Reardon, Allison E (DOJ)
Thu 4/14/2016 10:11 AM
Williams, Kimberly (LegHall);
Dear Representative Williams:
Please allow this to respond to your additional concerns following receipt of our letter dated March 30, 2016. First, you provided an e-mail from David Blowman to you dated July 15, 2015 in which you were advised that Chuck Taylor stepped down from the Charter School Accountability Committee “for the current major modification application under review.” We followed up with the attorney for the CSAC and she confirmed that Mr. Taylor did in fact step down from the CSAC in July, 2015. However, he was invited to rejoin the committee and agreed to do so in January 2016 after Providence Creek Academy had completed its renewal process. Along these same lines, you also advised that Paul Harrell participated in the CSAC, made the motion to recommend closure of the Delaware Met School, and voted at the CSAC convened in December 2015 when he was not a member of the CSAC. Again, the attorney for the CSAC confirmed through DOE that Mr.
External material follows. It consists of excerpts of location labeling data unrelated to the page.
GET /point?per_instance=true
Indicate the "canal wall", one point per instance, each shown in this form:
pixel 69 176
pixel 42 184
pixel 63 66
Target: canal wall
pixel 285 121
Harrell was on the committee at the time he participated. Membership on the CSAC is apparently somewhat fluid and the website apparently does not keep pace with changes in membership, but those are not issues for the Office of Civil Rights and Public Trust to address.
Also, you submitted that the calculation of time one spends lobbying should be based on the amount of time an individual spends lobbying while the Legislature is in session. However, our analysis is based on the specific language in the applicable statute which requires us to look at the amount of time spent lobbying “ in relation to the usual duties of [the person’s] employment.” 29 Del. C. § 5831 (b)(3). Hence, our calculation arrived at the percentage of the person’s total work days in a year, not a percentage of days the legislature meets.
We hope this additional information is of assistance to you.